Earned Pilot’s License: 1932

Became the First Woman to Fly in the Bendix Transcontinental Air Race: 1935

Became the First Woman to Break the Sound Barrier: 1953

Jacqueline Cochran, originally named Bessie Lee Pitman, grew up in extreme poverty. As a child, Jacqueline had to work a variety of jobs in order to combat her financial struggles. This included working on a cotton mill, cleaning, working with midwives and other odds and ends jobs. This also lead her to have little to no formal education as a child. Despite these struggles, Jacqueline persevered and held a strong determination to turn her life around.

During her teenage years, Jacqueline entered the beauty world and became a hairdresser. She quickly picked up techniques and was able to make a name for herself in the beauty world by the early 1930’s. Through her connections in the beauty industry, Jacqueline was introduced to Floyd Oldam at a dinner party, who inspired her to enter the field of aviation. This moment would prove to be the pivotal turning point in her life, and lead Jacqueline to become one of the most influential figures in aviation history.

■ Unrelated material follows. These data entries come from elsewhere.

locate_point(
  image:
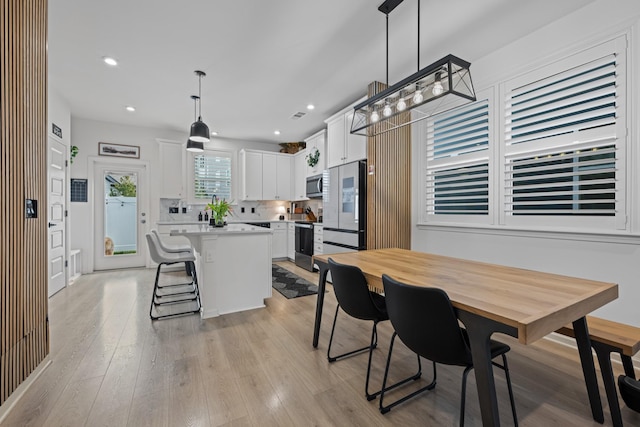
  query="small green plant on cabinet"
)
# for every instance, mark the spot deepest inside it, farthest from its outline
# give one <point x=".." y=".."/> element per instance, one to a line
<point x="74" y="152"/>
<point x="313" y="157"/>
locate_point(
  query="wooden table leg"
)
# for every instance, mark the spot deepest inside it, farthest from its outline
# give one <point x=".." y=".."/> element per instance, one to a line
<point x="588" y="368"/>
<point x="322" y="284"/>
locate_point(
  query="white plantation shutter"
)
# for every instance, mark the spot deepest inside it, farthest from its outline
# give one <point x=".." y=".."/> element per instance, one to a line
<point x="564" y="134"/>
<point x="457" y="172"/>
<point x="212" y="176"/>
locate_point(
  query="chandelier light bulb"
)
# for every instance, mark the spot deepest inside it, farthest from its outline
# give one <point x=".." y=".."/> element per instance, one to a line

In 1932, Jacqueline Cochran began taking flight lessons and earned her wings in three short weeks. From there, she began to expand her training and gained a great deal of experience. She was determined to prove those who doubted her wrong, and become the best pilot she could be. This is when Jacqueline broke the barrier in aviation and started crushing numerous records.

Her accomplishments and records include:

First woman to fly in the Bendix Transcontinental Air Race, 1935

First woman to complete a blind instrument landing, 1937

Won the Bendix Transcontinental Air Race, 1938

First woman to fly a bomber across the Atlantic Ocean

First woman civilian to win the Distinguished Service Medal, 1945

First Woman to Break the Sound Barrier, 1953

Held more speed, altitude and distance records than any other pilot in the world (until the 1980’s)

One of the most notable things that Jacqueline Cochran was involved with was the formation and advancement of the Women’s Airforce Service Pilots (WASP). Just before World War II, Jacqueline was part of the British Air Transport Auxiliary (ATA). The British ATA recruited and trained female pilots to ferry aircraft as part of a war transport service. She soon returned to the US and proposed a similar program that could aid the US war efforts, WASP. WASP supplied upwards of a thousand auxiliary pilots, and helped expand opportunities for women during the war. Jacqueline Cochran acted as the director and leader of WASP until it was disbanded at the end of the war.

Jacqueline was a force in the aviation world. She fought to expand opportunities for women and didn’t let her struggles define her. Her tenacity and conviction throughout her career sets her apart from other pilots and makes her a true inspiration to many around the world.